Twin-peaked Salina is arguably the lushest of the islands due to all the greenness for growing capers and sweet grapes, but it also famous for its starring role in the 1994 film Il Postino. The main port, Santa Marina Salina, is notable for its long, uncongested main street, where elegant boutiques and sensible food shops occupy the ground floors of the substantial 19th-century style houses. Visit the Ethnographic museum in Lingua, which tells the story of the island and the emigration that the island experienced. However, if museums aren’t your thing then spend your time in Lingua lying on the stony beaches or sipping on a world famous granita at Da Alfredo’s bar. For charter yacht guests that want to enjoy a meal ashore, the island has several restaurants that serve good, fresh, and simple food, and you won’t have to book advance. The island favorite is the spectacular rocks at Pollara. The best time to come is at the end of the day to swim under the overhanging cliffs, and then watch the sunset.
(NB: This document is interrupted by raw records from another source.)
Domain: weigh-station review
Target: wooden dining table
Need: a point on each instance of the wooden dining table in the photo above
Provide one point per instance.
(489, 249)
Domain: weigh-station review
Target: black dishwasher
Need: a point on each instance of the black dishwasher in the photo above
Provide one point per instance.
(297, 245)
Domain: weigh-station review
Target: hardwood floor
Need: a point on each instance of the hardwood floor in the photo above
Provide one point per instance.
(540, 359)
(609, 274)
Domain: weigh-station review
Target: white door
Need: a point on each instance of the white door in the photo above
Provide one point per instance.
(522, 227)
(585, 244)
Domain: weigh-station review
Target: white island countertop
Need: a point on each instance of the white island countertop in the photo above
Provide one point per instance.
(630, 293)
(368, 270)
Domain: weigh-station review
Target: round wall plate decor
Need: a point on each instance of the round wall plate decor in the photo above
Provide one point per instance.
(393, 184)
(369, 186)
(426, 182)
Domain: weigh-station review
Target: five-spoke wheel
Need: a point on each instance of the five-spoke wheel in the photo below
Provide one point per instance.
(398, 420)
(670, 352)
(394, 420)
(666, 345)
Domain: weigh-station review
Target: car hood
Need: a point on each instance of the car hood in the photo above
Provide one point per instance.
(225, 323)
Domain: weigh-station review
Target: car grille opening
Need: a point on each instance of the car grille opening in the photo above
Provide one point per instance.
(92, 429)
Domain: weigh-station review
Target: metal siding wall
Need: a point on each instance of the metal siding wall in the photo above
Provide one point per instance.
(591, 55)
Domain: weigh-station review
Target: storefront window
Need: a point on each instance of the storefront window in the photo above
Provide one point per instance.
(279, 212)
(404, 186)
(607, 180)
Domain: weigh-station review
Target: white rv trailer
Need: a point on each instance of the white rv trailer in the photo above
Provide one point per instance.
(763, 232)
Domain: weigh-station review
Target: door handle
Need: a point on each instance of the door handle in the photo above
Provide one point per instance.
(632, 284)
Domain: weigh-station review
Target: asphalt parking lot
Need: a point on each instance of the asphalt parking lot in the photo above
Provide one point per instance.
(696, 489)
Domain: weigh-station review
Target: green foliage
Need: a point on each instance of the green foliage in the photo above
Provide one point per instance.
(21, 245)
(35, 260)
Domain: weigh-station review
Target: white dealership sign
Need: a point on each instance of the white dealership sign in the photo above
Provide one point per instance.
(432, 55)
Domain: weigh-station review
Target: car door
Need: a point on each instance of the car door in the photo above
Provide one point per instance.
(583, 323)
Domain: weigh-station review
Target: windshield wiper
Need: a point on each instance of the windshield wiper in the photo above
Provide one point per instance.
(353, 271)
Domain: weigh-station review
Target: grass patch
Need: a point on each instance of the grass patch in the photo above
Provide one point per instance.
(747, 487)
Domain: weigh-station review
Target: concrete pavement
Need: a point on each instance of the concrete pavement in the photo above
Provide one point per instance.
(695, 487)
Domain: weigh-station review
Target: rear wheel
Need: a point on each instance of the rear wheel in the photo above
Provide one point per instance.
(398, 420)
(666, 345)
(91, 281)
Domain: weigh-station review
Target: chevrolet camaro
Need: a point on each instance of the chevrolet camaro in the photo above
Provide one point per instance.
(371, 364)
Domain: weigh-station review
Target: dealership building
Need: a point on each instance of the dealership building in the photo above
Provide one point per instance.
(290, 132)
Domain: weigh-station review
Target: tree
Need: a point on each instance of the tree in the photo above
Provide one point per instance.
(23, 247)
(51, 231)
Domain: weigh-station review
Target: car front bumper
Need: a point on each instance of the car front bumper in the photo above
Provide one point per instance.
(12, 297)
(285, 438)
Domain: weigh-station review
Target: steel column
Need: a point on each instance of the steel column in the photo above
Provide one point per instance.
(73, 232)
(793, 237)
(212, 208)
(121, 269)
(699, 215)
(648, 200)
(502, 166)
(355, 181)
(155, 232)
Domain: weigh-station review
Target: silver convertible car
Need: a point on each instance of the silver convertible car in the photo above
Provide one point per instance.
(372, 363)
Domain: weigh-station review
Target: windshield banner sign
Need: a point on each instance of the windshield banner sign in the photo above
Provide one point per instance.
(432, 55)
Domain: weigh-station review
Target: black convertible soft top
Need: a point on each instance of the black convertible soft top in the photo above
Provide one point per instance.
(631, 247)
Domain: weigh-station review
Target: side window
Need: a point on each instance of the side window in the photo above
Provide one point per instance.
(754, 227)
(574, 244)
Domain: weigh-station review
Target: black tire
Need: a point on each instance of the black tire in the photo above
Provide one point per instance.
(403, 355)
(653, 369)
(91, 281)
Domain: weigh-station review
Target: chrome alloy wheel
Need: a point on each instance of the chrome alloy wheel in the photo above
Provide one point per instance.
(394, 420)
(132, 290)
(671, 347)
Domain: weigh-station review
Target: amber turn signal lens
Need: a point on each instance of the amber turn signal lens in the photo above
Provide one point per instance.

Pollara also hosts an exuberant annual caper festival, celebrating tondina, the main variety cultivated on the island, started by Hotel Signum’s Clara Rametta, in June.
Home to one of Italy’s biggest active volcanoes, Stromboli’s dramatic, dark lava rock landscape and moody black beaches is what makes it different from the other islands. It used to be possible to climb to the summit and look down at the massive jets of lava, but since the volcano blew its top in 1930 it is no longer possible. Stromboli has two landings. Ginostra has the better harbor but is on the ‘far’ side of the island and can only be reached by boat. Scari, on the northeast coast, is more connected, linked by a road to the island’s main village of San Vincenzo. The island has a very Greek feel, the ancient Greeks were the first to colonize the Aeolians around 580BC, and the remains of their settlements can be seen here as on every other island. For intense solitude, visit remote villages, such as Ginostra, which is only accessible by boat. The best beaches on Stromboli are the little coves of black sand tucked into lava crags along the coast at Piscità.
Vulcano is fast becoming the most visited of the Aeolian Islands. According to legend, the Greek god Vulcan had his workshop here, although his volcanic activity ceased long ago. It is a two-hour walk from the port to the top of the volcanic cone. At the top you can peer down into the plugged core of the volcano and across the blue to Lìpari and Filicudi. The Fanghi di Vulcano, mud baths, and offshore fumaroles are a couple of minutes’ walk from the port. Said to be effective against skin and back problems, the open-air pool of volcanic mud makes for one of the great charms on the islands. On the northern side of the island, there’s a precarious drop down to Gelso, a small fishing village. You can watch dolphins swim in the waters, while you wait for a table at the excellent Trattoria Maniaci Pino.